Pada masa ini, anak-anak merupakan salah satu target pasar yang paling signifikan untuk new media yang berbasis game online. Bahkan, jika kita melihat lebih seksama, rumah dengan anak-anak memiliki kemungkinan memiliki perangkat komputer lebih tinggi. Ini semua menyebabkan terjadinya fenomena yang bernama intertekstualitas transmedia. Sederhanya intertekstual media dapat diartikan paparan yang masif dari game online terhadap berbagai macam seperti iklan koran, televisi, hingga pernak pernik sekolah. Lalu contohnya adalah ketika kartun Spongebob sedang booming, maka secara otomatis banyak produk anak-anak yang bertemakan Spongebob. Misal ketika kita sedang berada di toko alat tulis maka ada buku,pensil,tas bertemakan Spongebob, lalu ketika kita berada di toko sepatu kita juga menemukan sepatu bergambar Spongebob. Begitupula dengan mainan juga diwakilkan dengan karater Spongobeb hingga game online-pun juga bertemakan Spongebob.

Hal tersebut dapat mempengaruhi anak anak menjadi semakin konsumtif. Tentunya bermain  game online membutuhkan dana yang tidak sedikit untuk menyewa perangkat komputer di warnet atau membeli kuota. Pola konsumsi masyarakat bisa saja bergeser ke arah konsumtif untuk pemenuhan hobi yang tidak sesuai dengan pendapatan.  
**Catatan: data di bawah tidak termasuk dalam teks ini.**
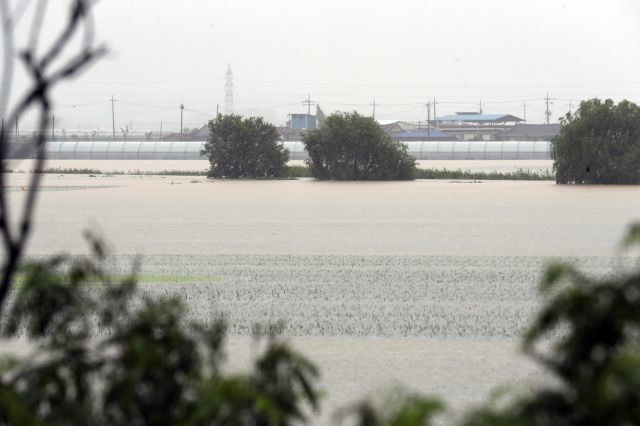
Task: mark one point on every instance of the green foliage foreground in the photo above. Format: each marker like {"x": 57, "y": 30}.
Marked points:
{"x": 155, "y": 368}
Namun hal ini bukanlah yang terparah, pda tahun 2015 Komisi Perlindungan Anak Indonesia (KPAI) menilai terdapat delapan game online yang berbahaya bagi anak. Ini lantaran dalam kedelapan game online tersebut ditengarai dapat membahayakan perkembangan anak-anak Indonesia. Delapan game online berbahaya yang dimaksud adalah World of Warcraft (Blizzard, Indogamers), Call of Duty (Activision), RF (Rising Force) Online (LYTO), AION (NCSoft, Indogamers), Counter Strike (Megaxus), Lost Saga (Gemscool), Point Blank (Gemscool), dan Gunbound (Bolehgame, segera di LYTO Classic). Selain kekerasan, game online ini juga dinilai mengandung unsur pornografi dan perjudian yang bisa berpengaruh pada pertumbuhan anak. Menurut data KPAI, saat ini ada 13 ribu anak yang intens mengakses internet dengan berbagai tujuan, termasuk game online. Jumlah tersebut belum termasuk anak-anak yang mengakses internet hanya untuk mengelola akun media sosial mereka. Hal itu membuktikan bahwa berdasarkan para ilmuwan komunikasi yang sudah mempelajari game online selama bertahu tahun, game online dipandang sebagai teks, yang berati game online ini terdapat ideologi tersembunyi yang ingin ditanamkan pada anak anak. Sehingga, kita sebagai masyarakat perlu lebih bijaksana dalam memilah game online mana yang cocok untuk anak anak di sekitar kita.



Referensi
http://www.tribunnews.com/iptek/2014/01/31/ada-25-juta-orang-indonesia-doyan-main-game-online
http://nabilapaung.blogspot.co.id/2016/04/dampak-fenomena-intertekstualitas.html
https://www.duniaku.net/2015/06/06/delapan-game-online-berbahaya/
Lievrouw, Leah A. & Sonia Livingstone. 2006, Handbook of New Media : Social Shaping and Social Consquences of ITCs, Sage Publication Ltd. London.